Mendoza: Words, thoughts, actions worth of emulation

YESTERDAY (Sunday, June 18), I and the rest of the fathers and father figures in the world celebrated Fathers’ Day. The essence of celebrating it is not to receive and give lavish gifts but to just cherish the essence and substance of being a father or children of those celebrating the occasion.

As written in Wikipedia, on June 19, 1910, a Father's Day celebration was held at the YMCA in Spokane, Washington by Sonora Smart Dodd. Her father, the civil war veteran William Jackson Smart, was a single parent who raised his six children there.

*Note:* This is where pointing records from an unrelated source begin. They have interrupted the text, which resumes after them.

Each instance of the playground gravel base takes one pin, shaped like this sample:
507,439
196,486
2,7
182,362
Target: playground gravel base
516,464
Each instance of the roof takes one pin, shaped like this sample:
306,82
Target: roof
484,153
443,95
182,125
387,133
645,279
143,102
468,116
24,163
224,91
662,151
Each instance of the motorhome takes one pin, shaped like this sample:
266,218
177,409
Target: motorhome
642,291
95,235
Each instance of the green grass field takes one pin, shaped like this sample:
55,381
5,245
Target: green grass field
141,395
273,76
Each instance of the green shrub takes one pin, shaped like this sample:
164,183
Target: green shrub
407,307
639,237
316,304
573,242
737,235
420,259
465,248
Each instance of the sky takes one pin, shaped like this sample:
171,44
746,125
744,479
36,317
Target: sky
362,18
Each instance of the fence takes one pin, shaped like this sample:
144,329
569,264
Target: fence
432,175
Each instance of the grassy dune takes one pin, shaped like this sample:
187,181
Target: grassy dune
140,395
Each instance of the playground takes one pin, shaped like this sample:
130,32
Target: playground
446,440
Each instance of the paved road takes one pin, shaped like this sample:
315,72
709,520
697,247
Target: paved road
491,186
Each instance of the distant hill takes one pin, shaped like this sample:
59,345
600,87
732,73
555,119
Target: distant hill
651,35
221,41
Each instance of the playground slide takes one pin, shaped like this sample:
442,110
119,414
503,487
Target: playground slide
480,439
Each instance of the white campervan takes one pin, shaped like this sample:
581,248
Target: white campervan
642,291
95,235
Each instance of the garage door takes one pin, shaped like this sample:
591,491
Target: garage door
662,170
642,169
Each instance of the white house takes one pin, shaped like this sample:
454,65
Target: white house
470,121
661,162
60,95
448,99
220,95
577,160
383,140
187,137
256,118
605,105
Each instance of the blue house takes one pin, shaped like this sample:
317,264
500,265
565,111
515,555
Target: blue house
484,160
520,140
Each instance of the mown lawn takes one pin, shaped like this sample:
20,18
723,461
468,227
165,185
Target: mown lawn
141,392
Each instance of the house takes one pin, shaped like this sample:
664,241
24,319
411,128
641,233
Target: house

According to time and date website, Father's Day is celebrated worldwide to recognize the contribution that fathers and father figures make to the lives of their children. This day celebrates fatherhood and male parenting.

Although it is celebrated on a variety of dates worldwide, many countries observe this day on the third Sunday in June.

The campaign to celebrate the nation’s fathers, however, did not meet with the same enthusiasm–perhaps because, as one florist explained, “fathers haven’t the same sentimental appeal that mothers have.”

Based from the account provided by history, on July 5, 1908, or two years before the first recognized celebration, a West Virginia church sponsored the nation’s first event explicitly in honor of fathers, a Sunday sermon in memory of the 362 men who had died in the previous December’s explosions at the Fairmont Coal Company mines in Monongah, but it was a one-time commemoration and not an annual holiday.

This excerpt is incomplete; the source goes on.